C’è un dato rappresentativo della situazione di profondo degrado che attanaglia l’Italia e con essa le persone che qui vivono, studiano, lavorano. O meglio che qui vivevano, perché hanno deciso di trasferirsi altrove; studiavano, perché non hanno più voglia di spendere tempo e denaro per continuare gli studi se a contare non è quasi mai il merito; lavoravano, perché hanno vissuto sulla propria pelle gli effetti di una crisi economica che durerà ancora a lungo.

Un dato che è passato abbastanza inosservato in un momento in cui l’unico problema reale sembra essere l’assenza di un governo, al cui cospetto tutto il resto impallidisce e appare quasi folkloristico alla stregua di una bega tra comuni vicini ma storicamente nemici.
Per gli addetti ai lavori questo dato è l’ennesima conferma di un modus operandi che si è tradotto in un modus vivendi in cui cultura e istruzione continuano a essere degli orpelli decorativi, troppo costosi e difficili da gestire.

Perseverando nella sua convinzione l’Italia è riuscita a conquistare l’ultimo posto in classifica, vedendo finalmente riconosciuti i propri meriti per aver fatto – con tenacia e costanza – tutto quanto fosse in suo potere per rendere il settore culturale sempre meno attrattivo e produttivo.
I dati sulla spesa generale degli stati nel 2011 resi noti dall’ufficio statistico dell’Unione Europea parlano chiaro. Il nostro paese si classifica in ultima posizione per quanto concerne la spesa in cultura, dedicandovi solo 1,1% a fronte di una media del 2,2% dell’Ue a 27; mentre riesce a piazzarsi in penultima posizione (prima della Grecia) per quanto riguarda la spesa in istruzione, con una percentuale pari all’8,5% rispetto al 10,9% della media Ue a 27.

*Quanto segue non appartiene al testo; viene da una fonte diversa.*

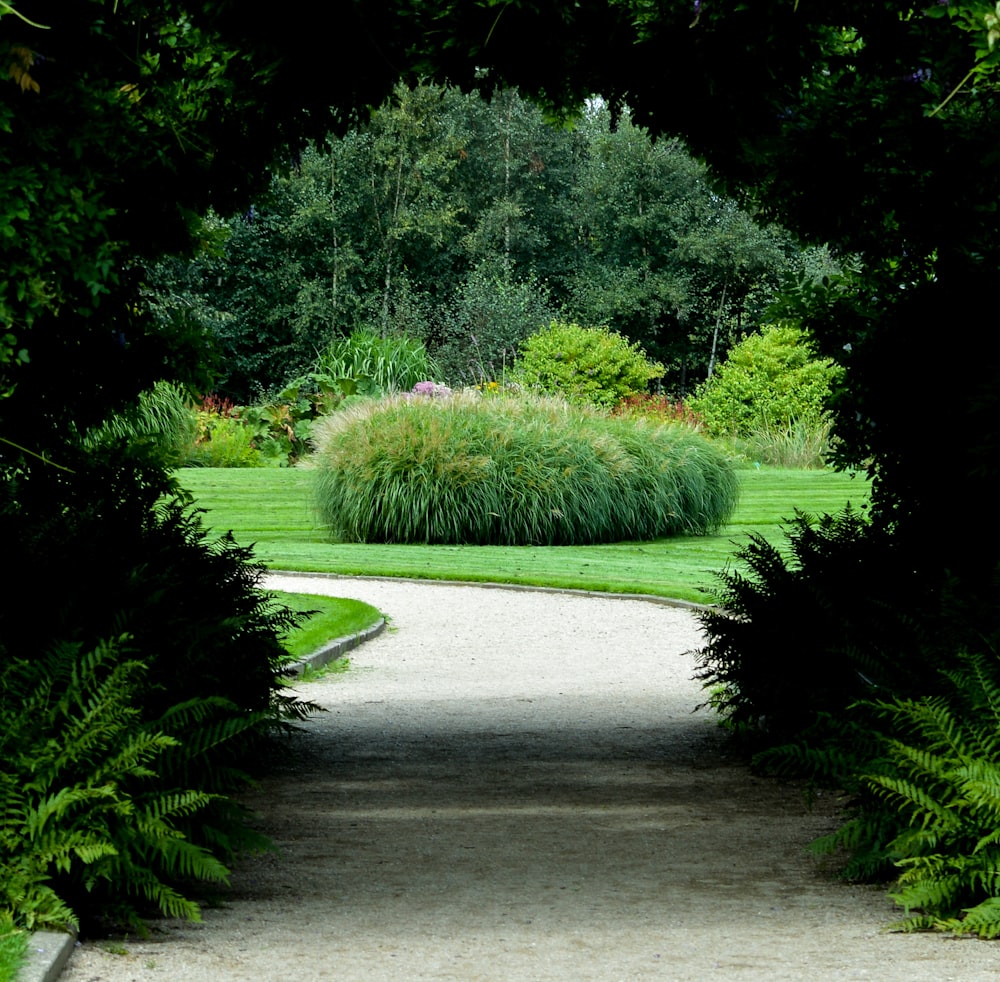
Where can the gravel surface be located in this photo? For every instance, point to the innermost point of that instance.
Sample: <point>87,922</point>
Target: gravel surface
<point>516,785</point>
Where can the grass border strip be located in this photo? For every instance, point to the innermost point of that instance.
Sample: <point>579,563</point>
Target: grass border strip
<point>333,650</point>
<point>48,953</point>
<point>490,585</point>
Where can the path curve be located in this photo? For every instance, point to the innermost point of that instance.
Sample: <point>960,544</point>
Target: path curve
<point>514,785</point>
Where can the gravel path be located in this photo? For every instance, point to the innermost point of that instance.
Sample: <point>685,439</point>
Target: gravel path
<point>514,785</point>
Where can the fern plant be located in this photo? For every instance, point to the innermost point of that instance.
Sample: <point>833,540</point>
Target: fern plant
<point>943,780</point>
<point>81,809</point>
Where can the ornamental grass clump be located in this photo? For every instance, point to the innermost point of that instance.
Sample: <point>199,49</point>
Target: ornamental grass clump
<point>530,470</point>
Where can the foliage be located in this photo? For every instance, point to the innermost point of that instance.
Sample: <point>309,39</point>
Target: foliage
<point>207,639</point>
<point>389,363</point>
<point>84,813</point>
<point>467,221</point>
<point>658,407</point>
<point>799,638</point>
<point>221,440</point>
<point>588,365</point>
<point>513,471</point>
<point>797,444</point>
<point>13,948</point>
<point>275,509</point>
<point>160,418</point>
<point>770,381</point>
<point>491,313</point>
<point>942,775</point>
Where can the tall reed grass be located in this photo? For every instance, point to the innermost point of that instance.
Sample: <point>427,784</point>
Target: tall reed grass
<point>393,363</point>
<point>513,471</point>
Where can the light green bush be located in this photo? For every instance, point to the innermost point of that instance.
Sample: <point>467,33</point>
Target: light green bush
<point>770,382</point>
<point>513,471</point>
<point>590,365</point>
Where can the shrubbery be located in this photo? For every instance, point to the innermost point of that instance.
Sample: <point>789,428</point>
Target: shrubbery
<point>131,707</point>
<point>770,397</point>
<point>844,664</point>
<point>588,365</point>
<point>468,469</point>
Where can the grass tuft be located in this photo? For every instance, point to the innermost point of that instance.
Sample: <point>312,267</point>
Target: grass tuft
<point>513,471</point>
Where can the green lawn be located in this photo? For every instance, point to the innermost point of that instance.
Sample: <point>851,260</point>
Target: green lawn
<point>273,509</point>
<point>334,617</point>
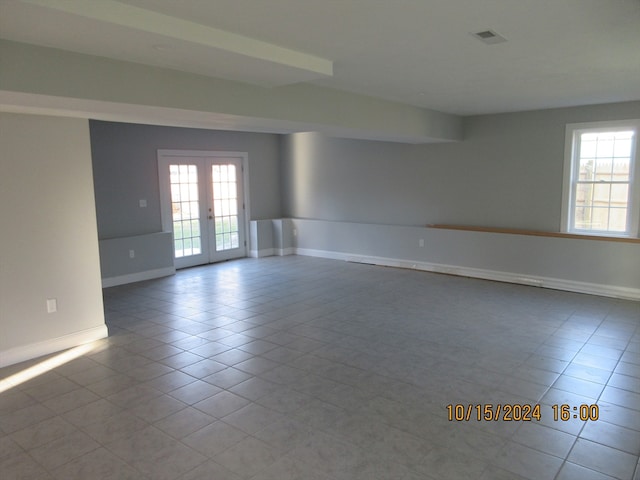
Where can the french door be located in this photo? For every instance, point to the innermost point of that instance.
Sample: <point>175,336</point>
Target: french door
<point>203,204</point>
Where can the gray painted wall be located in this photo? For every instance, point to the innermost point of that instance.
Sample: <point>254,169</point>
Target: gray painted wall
<point>373,199</point>
<point>125,168</point>
<point>506,173</point>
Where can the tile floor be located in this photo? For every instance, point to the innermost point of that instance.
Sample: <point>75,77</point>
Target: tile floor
<point>304,368</point>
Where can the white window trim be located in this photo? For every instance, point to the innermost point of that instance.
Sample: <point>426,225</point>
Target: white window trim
<point>570,172</point>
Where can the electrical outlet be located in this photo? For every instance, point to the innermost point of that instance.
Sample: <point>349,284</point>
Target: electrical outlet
<point>52,305</point>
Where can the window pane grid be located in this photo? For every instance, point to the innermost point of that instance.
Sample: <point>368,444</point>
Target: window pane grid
<point>225,206</point>
<point>185,210</point>
<point>603,183</point>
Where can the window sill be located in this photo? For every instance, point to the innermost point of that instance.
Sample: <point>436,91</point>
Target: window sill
<point>536,233</point>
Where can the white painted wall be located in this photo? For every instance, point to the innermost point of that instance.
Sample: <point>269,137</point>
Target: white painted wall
<point>49,241</point>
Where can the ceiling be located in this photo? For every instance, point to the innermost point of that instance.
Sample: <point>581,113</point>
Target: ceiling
<point>419,52</point>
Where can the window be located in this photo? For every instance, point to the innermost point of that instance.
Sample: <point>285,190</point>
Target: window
<point>601,194</point>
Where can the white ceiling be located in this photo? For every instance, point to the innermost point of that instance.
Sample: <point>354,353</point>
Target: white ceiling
<point>419,52</point>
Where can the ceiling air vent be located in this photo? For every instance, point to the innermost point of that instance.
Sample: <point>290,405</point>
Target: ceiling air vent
<point>489,37</point>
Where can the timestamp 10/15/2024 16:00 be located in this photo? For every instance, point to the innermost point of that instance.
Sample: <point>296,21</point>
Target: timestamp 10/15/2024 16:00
<point>516,412</point>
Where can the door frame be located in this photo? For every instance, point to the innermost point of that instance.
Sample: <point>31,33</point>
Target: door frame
<point>165,190</point>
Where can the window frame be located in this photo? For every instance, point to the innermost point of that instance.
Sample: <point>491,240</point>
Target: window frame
<point>571,168</point>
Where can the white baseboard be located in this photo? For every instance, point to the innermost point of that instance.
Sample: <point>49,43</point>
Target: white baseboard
<point>138,277</point>
<point>265,252</point>
<point>38,349</point>
<point>508,277</point>
<point>269,252</point>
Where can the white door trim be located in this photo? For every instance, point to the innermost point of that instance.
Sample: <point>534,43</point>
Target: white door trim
<point>165,192</point>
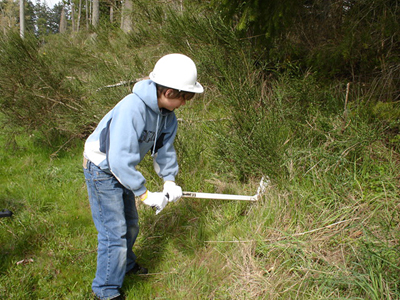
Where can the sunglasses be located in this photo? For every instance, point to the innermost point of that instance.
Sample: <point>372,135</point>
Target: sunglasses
<point>182,95</point>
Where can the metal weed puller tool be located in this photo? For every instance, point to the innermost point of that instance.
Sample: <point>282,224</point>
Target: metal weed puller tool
<point>261,189</point>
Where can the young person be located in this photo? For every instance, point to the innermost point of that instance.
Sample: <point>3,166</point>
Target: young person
<point>141,122</point>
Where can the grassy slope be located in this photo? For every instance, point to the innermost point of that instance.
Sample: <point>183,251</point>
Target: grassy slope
<point>306,240</point>
<point>327,228</point>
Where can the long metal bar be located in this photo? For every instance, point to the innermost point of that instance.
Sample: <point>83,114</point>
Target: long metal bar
<point>218,196</point>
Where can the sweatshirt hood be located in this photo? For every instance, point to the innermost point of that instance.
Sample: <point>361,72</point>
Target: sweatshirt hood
<point>146,90</point>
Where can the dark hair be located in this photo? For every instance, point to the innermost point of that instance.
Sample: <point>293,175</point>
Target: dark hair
<point>175,94</point>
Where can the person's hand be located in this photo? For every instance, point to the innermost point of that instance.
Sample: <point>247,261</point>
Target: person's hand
<point>157,200</point>
<point>172,191</point>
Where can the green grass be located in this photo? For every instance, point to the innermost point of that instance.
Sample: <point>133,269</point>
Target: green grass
<point>326,228</point>
<point>304,241</point>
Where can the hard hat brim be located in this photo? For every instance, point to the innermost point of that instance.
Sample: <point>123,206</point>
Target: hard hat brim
<point>196,88</point>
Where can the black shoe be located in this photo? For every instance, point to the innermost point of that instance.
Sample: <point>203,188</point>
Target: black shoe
<point>119,297</point>
<point>138,270</point>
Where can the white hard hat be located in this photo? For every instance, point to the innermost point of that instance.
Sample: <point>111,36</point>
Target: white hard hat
<point>176,71</point>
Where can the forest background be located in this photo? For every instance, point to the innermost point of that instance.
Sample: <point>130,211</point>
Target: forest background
<point>305,92</point>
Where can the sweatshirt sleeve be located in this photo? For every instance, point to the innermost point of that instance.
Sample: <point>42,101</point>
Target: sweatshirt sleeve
<point>123,154</point>
<point>166,154</point>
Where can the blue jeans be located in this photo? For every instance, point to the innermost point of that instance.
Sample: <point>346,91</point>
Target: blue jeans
<point>116,219</point>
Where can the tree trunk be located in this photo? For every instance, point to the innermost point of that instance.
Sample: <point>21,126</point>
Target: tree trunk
<point>73,16</point>
<point>79,15</point>
<point>22,18</point>
<point>126,16</point>
<point>87,15</point>
<point>63,21</point>
<point>96,13</point>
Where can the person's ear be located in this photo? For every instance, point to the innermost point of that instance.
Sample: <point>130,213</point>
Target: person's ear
<point>168,93</point>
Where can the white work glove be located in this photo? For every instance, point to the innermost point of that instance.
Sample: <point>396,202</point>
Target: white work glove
<point>172,191</point>
<point>157,200</point>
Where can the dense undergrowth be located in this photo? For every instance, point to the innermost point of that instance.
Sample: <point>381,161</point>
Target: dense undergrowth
<point>326,228</point>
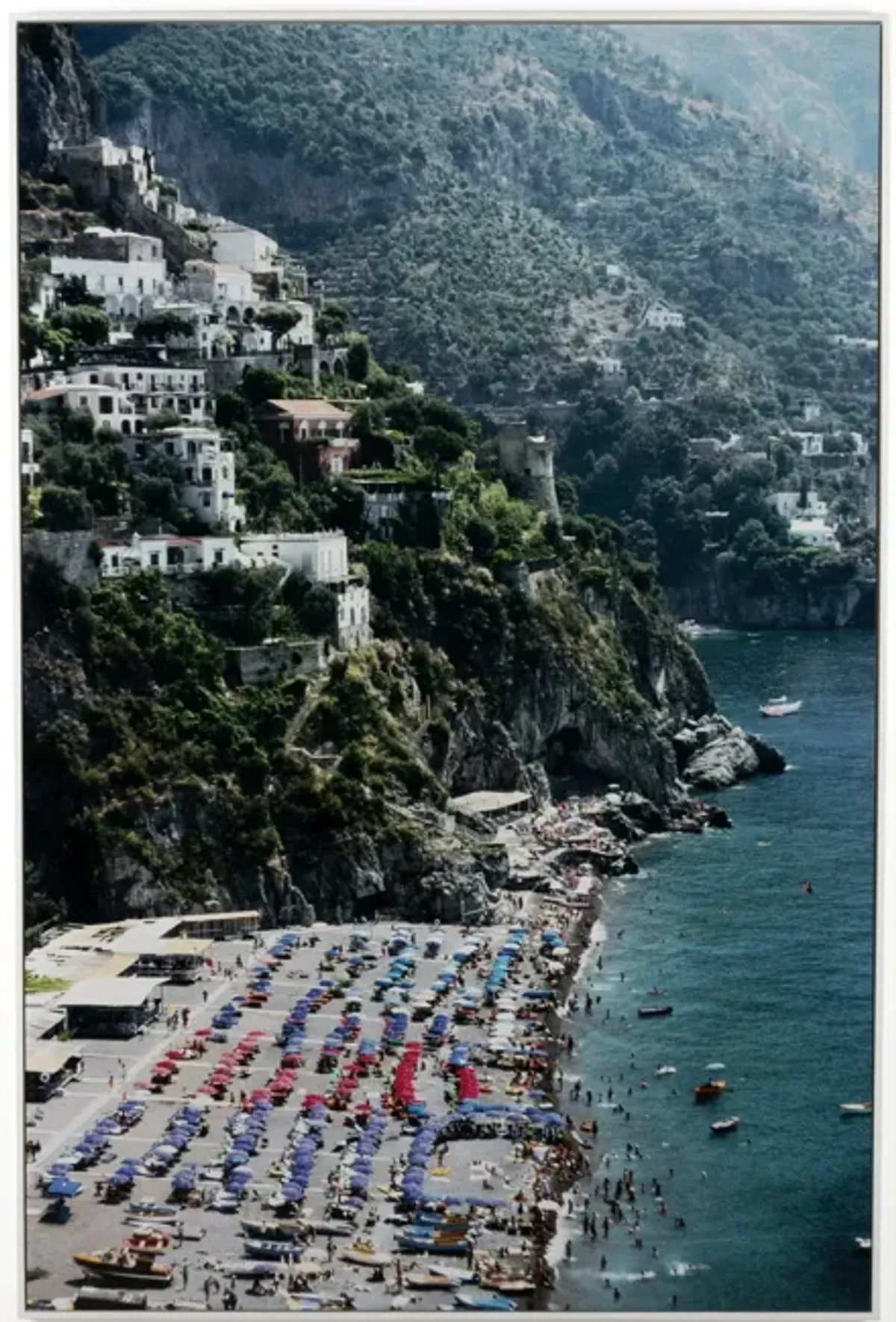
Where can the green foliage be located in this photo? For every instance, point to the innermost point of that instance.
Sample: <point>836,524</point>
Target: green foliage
<point>86,324</point>
<point>161,327</point>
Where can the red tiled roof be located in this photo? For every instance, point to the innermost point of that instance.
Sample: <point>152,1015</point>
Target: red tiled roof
<point>308,409</point>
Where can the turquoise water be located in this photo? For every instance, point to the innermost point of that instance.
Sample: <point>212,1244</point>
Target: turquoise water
<point>771,981</point>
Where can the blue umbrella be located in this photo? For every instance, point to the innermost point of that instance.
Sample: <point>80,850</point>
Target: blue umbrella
<point>63,1188</point>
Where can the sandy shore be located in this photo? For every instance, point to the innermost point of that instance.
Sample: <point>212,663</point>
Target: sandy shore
<point>513,1165</point>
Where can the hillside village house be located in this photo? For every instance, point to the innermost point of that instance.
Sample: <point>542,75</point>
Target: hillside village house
<point>237,245</point>
<point>225,287</point>
<point>126,270</point>
<point>151,388</point>
<point>815,532</point>
<point>208,470</point>
<point>28,468</point>
<point>788,506</point>
<point>314,432</point>
<point>109,406</point>
<point>321,557</point>
<point>661,319</point>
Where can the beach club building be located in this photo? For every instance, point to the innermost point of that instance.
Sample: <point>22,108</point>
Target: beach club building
<point>113,1008</point>
<point>51,1066</point>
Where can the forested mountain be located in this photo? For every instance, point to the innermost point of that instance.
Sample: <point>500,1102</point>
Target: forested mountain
<point>465,188</point>
<point>818,81</point>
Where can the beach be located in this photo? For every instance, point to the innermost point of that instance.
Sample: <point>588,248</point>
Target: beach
<point>496,1148</point>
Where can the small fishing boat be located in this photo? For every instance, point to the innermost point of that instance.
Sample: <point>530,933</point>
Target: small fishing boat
<point>508,1285</point>
<point>856,1108</point>
<point>362,1253</point>
<point>430,1282</point>
<point>120,1264</point>
<point>780,709</point>
<point>155,1211</point>
<point>710,1090</point>
<point>484,1303</point>
<point>273,1229</point>
<point>97,1300</point>
<point>149,1241</point>
<point>459,1247</point>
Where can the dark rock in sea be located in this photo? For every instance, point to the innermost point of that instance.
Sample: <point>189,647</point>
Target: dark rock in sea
<point>718,817</point>
<point>727,757</point>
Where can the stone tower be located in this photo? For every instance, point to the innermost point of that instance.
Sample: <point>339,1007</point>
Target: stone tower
<point>528,465</point>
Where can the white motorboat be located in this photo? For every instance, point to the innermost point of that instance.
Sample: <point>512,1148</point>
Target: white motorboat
<point>780,709</point>
<point>856,1108</point>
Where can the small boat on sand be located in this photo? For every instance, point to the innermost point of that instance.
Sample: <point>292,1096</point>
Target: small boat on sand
<point>780,709</point>
<point>508,1284</point>
<point>484,1303</point>
<point>97,1300</point>
<point>120,1264</point>
<point>365,1255</point>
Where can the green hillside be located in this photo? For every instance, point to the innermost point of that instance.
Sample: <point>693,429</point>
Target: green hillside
<point>464,188</point>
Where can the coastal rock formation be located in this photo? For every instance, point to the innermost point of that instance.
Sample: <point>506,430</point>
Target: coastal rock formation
<point>714,754</point>
<point>58,96</point>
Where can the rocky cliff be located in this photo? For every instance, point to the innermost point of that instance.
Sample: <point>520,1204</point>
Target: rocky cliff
<point>715,598</point>
<point>329,795</point>
<point>58,96</point>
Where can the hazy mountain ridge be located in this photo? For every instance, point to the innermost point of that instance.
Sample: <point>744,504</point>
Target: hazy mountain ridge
<point>355,142</point>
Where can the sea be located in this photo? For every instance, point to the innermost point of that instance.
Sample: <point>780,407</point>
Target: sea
<point>772,989</point>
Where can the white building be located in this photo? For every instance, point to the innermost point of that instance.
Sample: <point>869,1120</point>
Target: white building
<point>208,471</point>
<point>126,270</point>
<point>788,506</point>
<point>324,557</point>
<point>609,367</point>
<point>109,406</point>
<point>152,389</point>
<point>353,616</point>
<point>237,245</point>
<point>175,556</point>
<point>29,470</point>
<point>223,286</point>
<point>815,532</point>
<point>812,443</point>
<point>661,319</point>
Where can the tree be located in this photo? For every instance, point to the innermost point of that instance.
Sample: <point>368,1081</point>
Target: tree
<point>331,321</point>
<point>278,320</point>
<point>436,446</point>
<point>261,384</point>
<point>65,509</point>
<point>358,360</point>
<point>161,327</point>
<point>73,293</point>
<point>86,324</point>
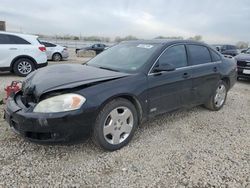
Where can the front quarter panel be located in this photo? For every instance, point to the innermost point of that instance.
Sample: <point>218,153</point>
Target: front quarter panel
<point>134,86</point>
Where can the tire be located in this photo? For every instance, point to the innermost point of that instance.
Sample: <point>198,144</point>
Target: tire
<point>23,67</point>
<point>218,99</point>
<point>57,57</point>
<point>115,124</point>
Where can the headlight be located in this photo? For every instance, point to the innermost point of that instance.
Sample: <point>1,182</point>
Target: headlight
<point>60,103</point>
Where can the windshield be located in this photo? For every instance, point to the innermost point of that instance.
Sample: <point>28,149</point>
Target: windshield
<point>124,57</point>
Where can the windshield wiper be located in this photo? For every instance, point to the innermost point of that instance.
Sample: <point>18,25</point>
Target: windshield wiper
<point>107,68</point>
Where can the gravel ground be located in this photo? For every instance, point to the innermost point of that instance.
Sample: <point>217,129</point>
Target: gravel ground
<point>187,148</point>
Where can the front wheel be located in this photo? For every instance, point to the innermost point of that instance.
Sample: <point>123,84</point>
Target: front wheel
<point>115,124</point>
<point>218,99</point>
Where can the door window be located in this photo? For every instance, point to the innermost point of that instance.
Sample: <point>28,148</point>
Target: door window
<point>175,55</point>
<point>12,39</point>
<point>199,54</point>
<point>215,56</point>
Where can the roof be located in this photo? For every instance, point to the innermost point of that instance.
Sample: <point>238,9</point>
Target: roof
<point>162,41</point>
<point>18,34</point>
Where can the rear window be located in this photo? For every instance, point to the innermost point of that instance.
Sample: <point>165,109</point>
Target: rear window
<point>199,54</point>
<point>12,39</point>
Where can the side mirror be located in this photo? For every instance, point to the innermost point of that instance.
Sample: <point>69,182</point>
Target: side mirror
<point>164,67</point>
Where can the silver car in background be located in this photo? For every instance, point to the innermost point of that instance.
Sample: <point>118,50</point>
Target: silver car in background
<point>55,52</point>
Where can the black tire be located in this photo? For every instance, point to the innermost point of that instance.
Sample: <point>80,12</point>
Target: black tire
<point>98,130</point>
<point>18,63</point>
<point>211,103</point>
<point>57,57</point>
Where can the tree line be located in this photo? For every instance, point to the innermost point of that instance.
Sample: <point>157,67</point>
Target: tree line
<point>240,44</point>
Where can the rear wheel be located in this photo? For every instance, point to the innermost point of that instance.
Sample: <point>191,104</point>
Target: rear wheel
<point>115,124</point>
<point>218,99</point>
<point>23,66</point>
<point>56,57</point>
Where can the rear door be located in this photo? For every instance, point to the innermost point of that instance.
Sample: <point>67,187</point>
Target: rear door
<point>49,49</point>
<point>169,90</point>
<point>204,63</point>
<point>5,51</point>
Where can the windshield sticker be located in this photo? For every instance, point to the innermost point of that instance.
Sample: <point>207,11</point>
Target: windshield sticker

Anche se il Miur chiede una maggiore attenzione nella lettura dei dati, che a suo avviso offrono una visione distorta in quanto tali percentuali sono calcolate al lordo degli interessi che l’Italia paga sul debito pubblico, il nostro resta in ogni caso un triste primato.

Inducendo un progressivo abbassamento del livello culturale della comunità e favorendo la fuga di cervelli verso i paesi esteri, l’Italia rischia di accumulare nel lungo periodo un ulteriore ritardo di sviluppo nei confronti degli altri stati dell’Ue che sarà sempre più difficile colmare.